The Scale Problem Consulting Can't Solve
Here's where the model breaks down.
Enterprise AI agent deployment is not slowing down. 94% of enterprises are running agents in some capacity — and the teams deploying them are not waiting for governance frameworks to mature before pushing to production. The agents are in. The governance is catching up.
KPMG's engagement model is billable hours. You can audit 40 agents with a team. You can audit 400 agents with a bigger team. You cannot keep pace with the rate at which modern enterprises are deploying agents — A2A-connected, cross-vendor, running across supply chain, finance, compliance, and customer operations — using consulting headcount as your primary governance mechanism.

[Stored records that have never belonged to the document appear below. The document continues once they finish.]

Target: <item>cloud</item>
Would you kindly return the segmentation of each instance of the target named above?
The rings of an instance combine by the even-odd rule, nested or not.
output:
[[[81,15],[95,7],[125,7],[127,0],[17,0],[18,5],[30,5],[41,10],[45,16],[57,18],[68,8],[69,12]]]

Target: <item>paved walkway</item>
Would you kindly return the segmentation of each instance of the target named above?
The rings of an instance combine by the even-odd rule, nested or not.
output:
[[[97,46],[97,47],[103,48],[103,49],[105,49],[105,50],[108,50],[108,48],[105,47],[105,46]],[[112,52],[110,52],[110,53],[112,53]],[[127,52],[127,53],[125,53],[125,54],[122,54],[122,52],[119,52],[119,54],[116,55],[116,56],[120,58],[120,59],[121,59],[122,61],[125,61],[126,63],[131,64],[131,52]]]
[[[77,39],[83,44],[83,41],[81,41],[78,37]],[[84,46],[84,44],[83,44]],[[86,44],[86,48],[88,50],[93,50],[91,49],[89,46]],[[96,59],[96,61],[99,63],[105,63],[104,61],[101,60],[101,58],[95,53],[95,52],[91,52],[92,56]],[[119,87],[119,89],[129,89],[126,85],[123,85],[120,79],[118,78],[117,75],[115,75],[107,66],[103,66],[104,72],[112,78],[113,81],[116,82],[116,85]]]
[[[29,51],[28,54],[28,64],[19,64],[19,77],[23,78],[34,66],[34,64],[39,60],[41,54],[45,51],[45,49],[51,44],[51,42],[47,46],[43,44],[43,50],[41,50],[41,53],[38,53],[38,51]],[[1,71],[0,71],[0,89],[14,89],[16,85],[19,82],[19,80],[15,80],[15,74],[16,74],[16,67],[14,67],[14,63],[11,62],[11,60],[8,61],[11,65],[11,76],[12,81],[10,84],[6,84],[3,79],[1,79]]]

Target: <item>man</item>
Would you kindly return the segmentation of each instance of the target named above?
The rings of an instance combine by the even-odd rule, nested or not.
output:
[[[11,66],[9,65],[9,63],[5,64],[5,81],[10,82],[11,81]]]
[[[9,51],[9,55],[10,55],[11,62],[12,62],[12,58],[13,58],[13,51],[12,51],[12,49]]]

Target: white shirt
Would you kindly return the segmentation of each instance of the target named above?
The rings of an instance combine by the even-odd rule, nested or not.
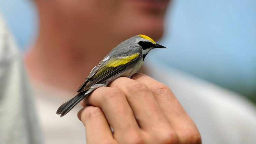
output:
[[[0,13],[0,143],[41,144],[22,59]]]

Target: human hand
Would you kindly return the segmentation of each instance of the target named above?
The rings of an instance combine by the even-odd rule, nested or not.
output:
[[[87,144],[201,144],[170,89],[144,74],[119,78],[83,100],[77,113]],[[112,132],[110,125],[114,129]]]

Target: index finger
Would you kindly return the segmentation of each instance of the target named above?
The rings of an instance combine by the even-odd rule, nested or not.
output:
[[[179,137],[190,136],[186,131],[199,133],[194,121],[167,86],[141,73],[136,73],[131,78],[144,83],[150,89]]]

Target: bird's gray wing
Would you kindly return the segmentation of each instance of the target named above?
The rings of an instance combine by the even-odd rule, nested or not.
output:
[[[85,79],[85,80],[84,82],[84,83],[83,83],[83,84],[81,85],[80,87],[76,90],[76,91],[80,91],[81,90],[81,89],[82,89],[82,88],[83,88],[83,89],[84,89],[84,86],[86,84],[86,83],[87,82],[88,80],[88,79],[90,78],[91,78],[91,77],[94,75],[96,73],[96,72],[97,72],[97,71],[99,71],[99,69],[102,67],[102,66],[105,64],[106,62],[108,61],[108,60],[109,60],[110,59],[110,57],[107,57],[106,58],[103,59],[102,61],[100,62],[99,64],[98,64],[97,66],[95,66],[94,68],[93,69],[91,70],[91,72],[90,73],[90,74],[88,75],[88,76],[87,76],[87,77],[86,78],[86,79]]]
[[[111,60],[111,59],[102,63],[101,63],[101,62],[93,69],[86,80],[77,89],[77,91],[81,92],[86,90],[95,84],[103,84],[108,82],[108,80],[113,77],[118,76],[118,75],[119,75],[119,76],[120,73],[122,73],[122,72],[136,63],[141,56],[142,55],[140,54],[129,62],[121,64],[117,67],[108,67],[104,65],[110,60]],[[117,76],[116,78],[119,76]]]

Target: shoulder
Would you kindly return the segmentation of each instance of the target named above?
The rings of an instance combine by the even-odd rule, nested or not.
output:
[[[147,61],[145,64],[149,75],[171,88],[195,122],[205,143],[256,142],[256,108],[253,104],[222,87]]]

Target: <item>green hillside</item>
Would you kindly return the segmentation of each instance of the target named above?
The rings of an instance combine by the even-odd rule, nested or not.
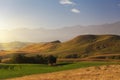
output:
[[[67,42],[33,44],[21,49],[25,52],[54,54],[58,57],[88,57],[101,54],[119,54],[118,35],[80,35]]]

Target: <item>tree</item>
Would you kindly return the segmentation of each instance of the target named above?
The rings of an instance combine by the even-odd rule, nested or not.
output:
[[[12,56],[12,63],[24,63],[25,57],[23,54],[14,54]]]

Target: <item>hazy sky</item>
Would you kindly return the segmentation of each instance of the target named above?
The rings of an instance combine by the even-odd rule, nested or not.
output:
[[[54,29],[117,21],[120,0],[0,0],[0,29]]]

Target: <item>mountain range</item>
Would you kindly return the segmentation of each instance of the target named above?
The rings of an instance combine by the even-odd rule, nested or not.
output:
[[[89,34],[120,35],[120,22],[103,25],[69,26],[59,29],[20,28],[13,30],[0,30],[0,42],[50,42],[54,40],[60,40],[64,42],[78,35]]]

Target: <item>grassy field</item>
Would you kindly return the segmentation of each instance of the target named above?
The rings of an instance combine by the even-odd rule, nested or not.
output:
[[[60,63],[57,66],[48,66],[43,64],[0,64],[0,79],[20,77],[31,74],[42,74],[56,71],[84,68],[89,66],[118,64],[112,62],[78,62],[78,63]],[[14,69],[2,68],[5,66],[14,66]]]

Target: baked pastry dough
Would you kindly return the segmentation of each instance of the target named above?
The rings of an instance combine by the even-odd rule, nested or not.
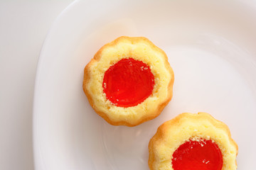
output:
[[[185,113],[158,128],[149,144],[149,166],[151,170],[235,170],[238,150],[225,124],[206,113]],[[202,159],[206,153],[210,155]]]
[[[140,67],[142,70],[132,71],[127,76],[131,69],[125,65],[127,63]],[[126,67],[127,70],[124,69]],[[98,115],[114,125],[134,126],[151,120],[160,114],[172,97],[174,75],[167,56],[146,38],[124,36],[106,44],[84,71],[82,87],[90,105]],[[113,78],[111,74],[117,72],[125,74]],[[141,72],[145,74],[142,79]],[[129,79],[124,80],[123,76]],[[134,83],[134,86],[125,86],[129,82]],[[146,85],[148,82],[149,85]],[[131,92],[123,90],[122,96],[116,86],[124,84],[125,87],[122,88]],[[149,89],[146,89],[146,86]]]

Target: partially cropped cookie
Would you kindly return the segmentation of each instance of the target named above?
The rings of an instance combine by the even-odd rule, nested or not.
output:
[[[162,124],[149,144],[151,170],[235,170],[238,147],[228,126],[206,113]]]
[[[95,112],[113,125],[134,126],[159,115],[174,80],[166,53],[146,38],[105,45],[85,68],[83,90]]]

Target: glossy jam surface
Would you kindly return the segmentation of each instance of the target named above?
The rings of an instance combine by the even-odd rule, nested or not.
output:
[[[171,159],[174,170],[221,170],[223,156],[212,140],[189,140],[181,144]]]
[[[122,59],[111,66],[103,79],[103,91],[113,104],[137,106],[153,91],[154,77],[149,67],[132,58]]]

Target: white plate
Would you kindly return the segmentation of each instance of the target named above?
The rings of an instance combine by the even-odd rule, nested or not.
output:
[[[60,15],[38,67],[36,169],[149,169],[148,142],[157,128],[199,111],[229,126],[239,146],[238,169],[256,169],[256,15],[242,2],[202,1],[76,1]],[[134,128],[107,124],[82,89],[84,67],[121,35],[148,38],[166,52],[175,74],[172,101]]]

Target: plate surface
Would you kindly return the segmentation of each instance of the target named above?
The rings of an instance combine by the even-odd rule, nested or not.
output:
[[[75,1],[46,39],[34,98],[36,169],[149,169],[148,143],[157,128],[200,111],[229,126],[238,169],[255,169],[255,13],[235,1]],[[175,74],[169,104],[134,128],[107,124],[82,88],[85,66],[121,35],[148,38]]]

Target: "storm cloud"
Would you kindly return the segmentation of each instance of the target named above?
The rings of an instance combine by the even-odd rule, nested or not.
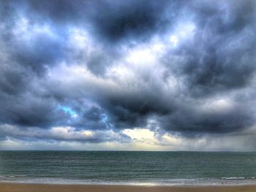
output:
[[[1,140],[129,143],[125,130],[140,128],[185,142],[254,129],[255,8],[1,1]]]

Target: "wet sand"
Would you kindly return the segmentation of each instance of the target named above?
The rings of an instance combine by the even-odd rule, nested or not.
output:
[[[0,192],[255,192],[255,185],[243,186],[129,186],[0,183]]]

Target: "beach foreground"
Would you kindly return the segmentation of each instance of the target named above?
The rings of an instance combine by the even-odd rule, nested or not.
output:
[[[0,192],[236,192],[256,191],[255,185],[243,186],[128,186],[128,185],[50,185],[0,183]]]

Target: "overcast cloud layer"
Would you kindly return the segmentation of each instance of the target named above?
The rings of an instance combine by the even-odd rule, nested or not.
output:
[[[0,148],[254,150],[255,8],[1,1]]]

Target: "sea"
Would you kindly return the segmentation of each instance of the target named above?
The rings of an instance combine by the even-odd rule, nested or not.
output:
[[[0,182],[251,185],[256,184],[256,153],[0,151]]]

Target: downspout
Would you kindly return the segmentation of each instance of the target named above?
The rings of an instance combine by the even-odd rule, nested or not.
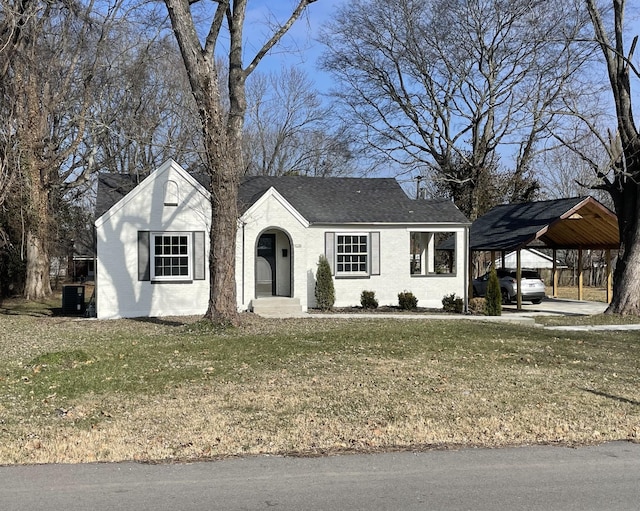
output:
[[[242,305],[244,306],[244,260],[245,260],[245,239],[244,239],[244,226],[245,223],[242,222]]]
[[[471,271],[470,266],[472,262],[471,257],[471,241],[469,239],[470,228],[467,226],[464,228],[464,237],[465,237],[465,254],[467,254],[466,264],[464,265],[464,313],[469,314],[469,283],[471,282]]]

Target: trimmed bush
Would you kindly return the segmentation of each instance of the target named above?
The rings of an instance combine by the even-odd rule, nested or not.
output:
[[[376,300],[375,291],[363,291],[360,295],[360,305],[363,309],[377,309],[378,300]]]
[[[484,298],[471,298],[469,300],[469,312],[471,314],[484,314],[486,309],[486,301]]]
[[[500,281],[495,268],[491,268],[489,281],[487,282],[487,294],[485,295],[485,316],[502,315],[502,293],[500,291]]]
[[[331,310],[336,301],[336,291],[333,287],[333,277],[331,277],[329,261],[327,261],[327,258],[323,255],[321,255],[318,260],[315,295],[316,306],[320,310]]]
[[[411,291],[398,293],[398,305],[402,310],[413,310],[418,307],[418,299]]]
[[[445,312],[456,312],[461,314],[463,307],[464,304],[462,302],[462,298],[456,297],[455,293],[444,295],[442,298],[442,308]]]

The consulting layer works as a starting point. It won't work as the permanent answer.
What happens when you have 800 agents across five cloud environments, three of which arrived through M&A without documentation? You cannot engage Big Four advisory services for every re-evaluation cycle. The governance model has to become infrastructure, not services.
What the Infrastructure Layer Still Needs to Do
The gap KPMG is filling — and the one that eventually needs to be automated out of existence — comes down to two things.

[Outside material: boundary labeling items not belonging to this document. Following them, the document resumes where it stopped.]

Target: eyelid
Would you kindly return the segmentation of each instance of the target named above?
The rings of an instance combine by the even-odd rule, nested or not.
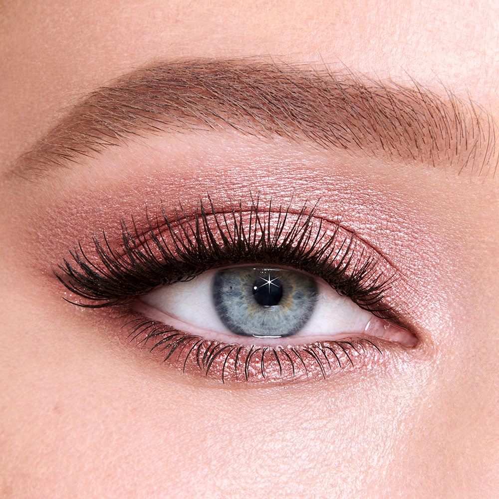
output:
[[[147,217],[146,230],[140,230],[133,219],[131,230],[122,222],[119,246],[112,248],[104,234],[101,240],[94,238],[95,247],[89,251],[79,247],[71,252],[76,267],[70,259],[65,260],[56,275],[70,291],[87,300],[78,304],[95,308],[214,267],[270,263],[317,275],[360,306],[392,316],[391,306],[381,303],[383,288],[394,278],[389,263],[353,232],[337,222],[316,217],[313,207],[307,208],[274,209],[269,204],[262,211],[257,200],[249,210],[240,203],[217,210],[210,200],[190,214],[181,208],[169,216],[162,208],[160,215]],[[138,271],[138,263],[142,265]],[[113,289],[104,282],[96,284],[116,278],[116,272],[110,270],[113,266],[128,273],[126,282]],[[158,279],[167,267],[167,277]],[[368,289],[352,285],[363,279],[370,281]]]
[[[290,376],[306,378],[310,369],[324,378],[326,372],[336,372],[332,367],[335,362],[343,371],[348,363],[356,368],[353,358],[360,366],[365,362],[377,363],[379,355],[383,356],[380,347],[367,337],[316,342],[287,349],[224,343],[178,330],[133,310],[132,303],[140,295],[214,268],[249,263],[299,270],[322,278],[361,308],[389,318],[392,324],[402,325],[386,294],[397,282],[389,263],[339,223],[316,217],[313,207],[293,210],[290,206],[275,208],[269,203],[260,209],[257,200],[252,201],[249,209],[240,203],[217,210],[209,199],[194,210],[181,207],[172,214],[162,208],[160,214],[146,218],[143,230],[133,218],[131,224],[122,222],[121,242],[110,241],[104,233],[100,239],[94,237],[93,247],[84,250],[79,245],[70,252],[71,258],[59,265],[56,275],[76,297],[67,301],[90,308],[115,307],[121,310],[120,320],[127,319],[124,330],[128,331],[128,341],[160,357],[162,354],[162,361],[185,372],[200,370],[207,376],[209,372],[211,377],[212,366],[225,356],[216,376],[223,381],[240,381],[237,370],[241,355],[247,356],[243,363],[247,381],[268,379],[265,363],[272,366],[274,381]],[[384,330],[377,329],[378,337],[382,338]],[[414,344],[398,344],[414,346]],[[181,359],[186,352],[187,356]],[[194,359],[190,356],[193,352]],[[287,374],[282,373],[283,362],[287,365]],[[234,376],[225,378],[228,365],[236,371]]]

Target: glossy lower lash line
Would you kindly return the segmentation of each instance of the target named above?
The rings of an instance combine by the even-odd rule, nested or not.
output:
[[[384,293],[393,276],[378,269],[380,256],[338,224],[315,217],[305,205],[249,209],[242,203],[220,210],[211,199],[188,214],[173,216],[164,208],[148,216],[145,230],[121,223],[119,245],[105,234],[93,238],[90,251],[81,245],[59,265],[56,275],[80,306],[115,307],[128,320],[131,341],[147,344],[163,360],[185,372],[197,371],[223,381],[325,378],[335,367],[353,367],[381,350],[367,338],[328,340],[294,346],[224,343],[173,330],[134,310],[137,297],[161,285],[189,280],[212,268],[243,264],[270,264],[308,272],[340,295],[379,317],[396,322]],[[360,361],[359,359],[362,359]],[[269,374],[271,373],[271,374]]]

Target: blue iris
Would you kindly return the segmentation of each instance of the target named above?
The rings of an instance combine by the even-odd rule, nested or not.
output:
[[[316,280],[281,268],[235,267],[219,270],[212,284],[214,305],[232,332],[245,336],[288,336],[313,311]]]

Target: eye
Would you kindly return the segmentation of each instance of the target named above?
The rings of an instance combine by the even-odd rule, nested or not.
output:
[[[379,363],[384,343],[417,343],[386,296],[390,264],[313,209],[210,200],[146,218],[78,245],[56,274],[68,301],[115,308],[127,341],[172,368],[224,383],[326,378]]]
[[[229,343],[297,345],[362,334],[409,346],[414,342],[405,330],[363,310],[322,280],[288,269],[208,271],[161,286],[140,301],[151,318]]]

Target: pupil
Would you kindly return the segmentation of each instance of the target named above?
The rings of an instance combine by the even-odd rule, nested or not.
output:
[[[262,306],[273,306],[282,297],[282,284],[277,277],[272,277],[269,273],[266,277],[258,277],[253,284],[253,296]]]

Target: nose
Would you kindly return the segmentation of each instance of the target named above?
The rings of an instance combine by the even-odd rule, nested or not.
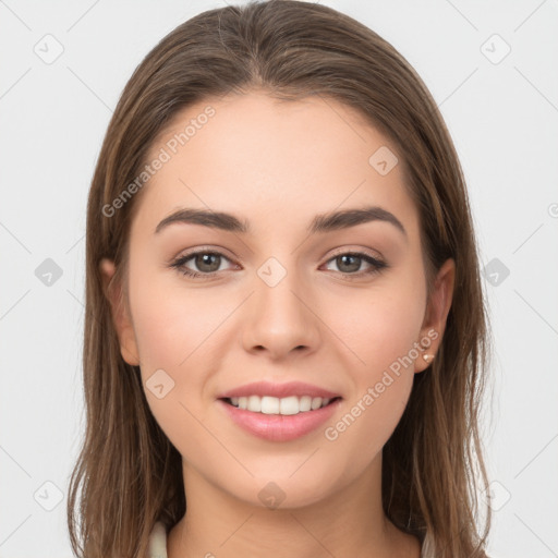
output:
[[[247,301],[242,339],[251,353],[280,360],[315,352],[320,342],[319,317],[308,289],[288,272],[271,287],[259,278]]]

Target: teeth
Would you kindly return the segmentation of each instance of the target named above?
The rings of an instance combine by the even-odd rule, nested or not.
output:
[[[231,397],[230,402],[239,409],[245,409],[254,413],[264,414],[299,414],[307,411],[316,411],[322,407],[326,407],[330,399],[320,397],[284,397],[279,399],[269,396],[250,396],[250,397]]]

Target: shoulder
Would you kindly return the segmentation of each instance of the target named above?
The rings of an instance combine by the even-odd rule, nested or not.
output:
[[[149,534],[149,546],[146,558],[168,558],[167,556],[167,530],[165,524],[157,521]]]

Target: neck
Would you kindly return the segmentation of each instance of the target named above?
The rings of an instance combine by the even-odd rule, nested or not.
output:
[[[169,558],[420,556],[418,541],[384,514],[381,454],[351,485],[292,508],[240,500],[187,464],[183,474],[187,511],[169,534]]]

Behavioral compliance: Is this agent doing what its policy file says it should? ACS and ASSERT address this directly. The tooling exists. What's missing is organizational discipline to implement it without an external partner holding your hand through it.
Task performance: Is this agent doing its job well? This is the gap the governance infrastructure doesn't touch. Gartner's projection — that more than 40% of agentic AI projects will be canceled by end of 2027 — isn't primarily about behavioral compliance failures. It's about organizations discovering, after deployment, that the governed and compliant agent still doesn't work well enough on the tasks that actually matter.

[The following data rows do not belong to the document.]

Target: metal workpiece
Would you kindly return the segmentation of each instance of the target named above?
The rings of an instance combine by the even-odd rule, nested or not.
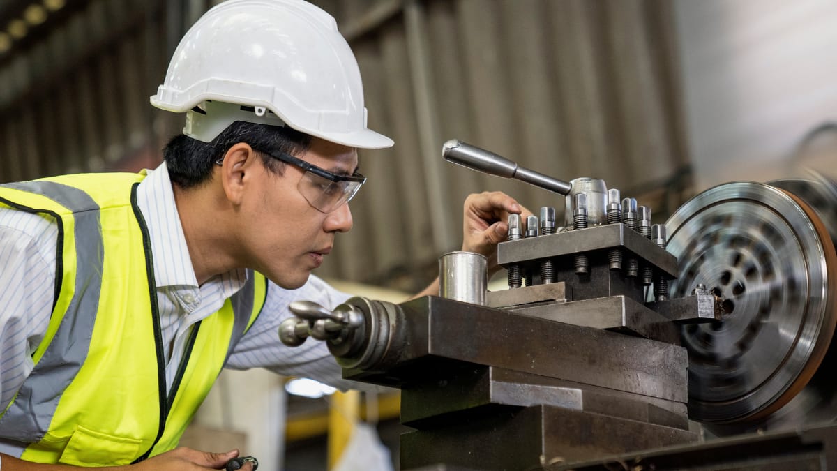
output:
[[[723,299],[706,292],[691,296],[648,303],[648,308],[678,324],[702,323],[721,321],[727,317]]]
[[[523,230],[521,227],[521,215],[509,215],[509,241],[518,241],[523,238]],[[523,285],[523,275],[519,265],[510,265],[508,270],[508,284],[510,288],[518,288]]]
[[[607,222],[608,188],[601,179],[580,178],[570,182],[573,189],[564,198],[564,226],[573,227],[574,198],[584,194],[587,198],[588,222],[590,225],[601,225]]]
[[[682,329],[690,415],[723,435],[837,417],[837,256],[816,211],[738,182],[698,194],[665,225],[680,265],[670,295],[703,284],[726,314]]]
[[[448,299],[485,303],[488,259],[475,252],[456,251],[439,257],[439,295]]]
[[[621,248],[660,270],[669,279],[677,277],[677,259],[660,248],[651,241],[622,224],[588,227],[515,241],[501,242],[497,246],[497,262],[503,267],[510,263],[537,264],[540,260],[573,256],[579,252],[593,252],[611,248]]]
[[[666,246],[666,233],[665,224],[655,224],[651,226],[651,241],[658,247]],[[654,280],[654,298],[656,301],[665,301],[669,298],[669,280],[665,275],[658,274]]]
[[[573,197],[573,230],[587,229],[587,194],[579,193]],[[576,254],[573,266],[576,275],[585,275],[590,272],[589,261],[587,256],[583,253]]]
[[[622,199],[615,188],[608,190],[607,220],[608,224],[622,224]],[[610,249],[608,261],[611,270],[622,270],[622,250]]]
[[[518,306],[509,311],[526,316],[640,335],[680,345],[680,329],[671,319],[625,296],[608,296],[562,304]],[[692,312],[692,314],[696,313]]]
[[[639,221],[637,231],[646,239],[651,238],[651,208],[648,206],[639,206]],[[647,264],[641,264],[639,268],[639,279],[642,286],[650,286],[654,282],[654,269]]]
[[[527,286],[520,289],[490,291],[486,305],[490,308],[510,308],[525,304],[564,303],[572,299],[569,287],[562,282]]]
[[[544,206],[541,208],[541,233],[549,236],[555,233],[555,208]],[[555,266],[548,258],[541,261],[541,282],[551,283],[555,281]]]
[[[520,167],[490,151],[451,139],[442,146],[442,157],[448,162],[505,179],[516,179],[531,185],[567,194],[572,185],[563,180]]]

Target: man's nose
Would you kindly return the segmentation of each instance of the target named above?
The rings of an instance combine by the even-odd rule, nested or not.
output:
[[[349,209],[348,203],[344,203],[328,214],[324,229],[326,232],[348,232],[353,225],[352,210]]]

You can have KPMG certify your agent governance posture and still have failure rates that would embarrass you in a board presentation. Governance certification and performance verification are different things. The industry is currently conflating them because both fall under the label "trust."
They don't belong there together. A fully compliant agent can be a bad agent. ACS will tell you the first. Nothing in the current Big Four engagement model will reliably tell you the second.
The Consulting Era Is the Tell
KPMG formalizing an enterprise agent governance practice is, in one sense, a validation: agent governance is real and enterprise-critical enough that sophisticated clients will pay advisory rates for it. That's bullish for the category.
In another sense, it's a diagnosis. When the trust layer for production AI requires a Big Four engagement to implement, the infrastructure hasn't solved the problem of making trust legible without an expert intermediary.
The SOC 2 automation market didn't emerge to compete with Big Four auditors. It emerged to handle the compliance volume that couldn't be addressed through audit engagements alone. It made compliance verifiable at software speed, not consulting speed.
That's what needs to happen with agent performance verification. Not to displace KPMG — enterprise governance is complex enough that expert implementation will always have a market. But to make continuous agent verification something that doesn't require a named engagement to run, a team to interpret the results, or a renewal cycle to stay current.
The organizations that close the gap first won't be the ones with the biggest governance consulting budget. They'll be the ones that treat agent verification as infrastructure — continuous, automated, and legible to the orchestrators making routing decisions, not just to the auditors writing the report.
The consulting era is the middle of the story. The end is infrastructure that makes verification automatic. We're not there yet. But KPMG's new practice tells you exactly how close we're getting.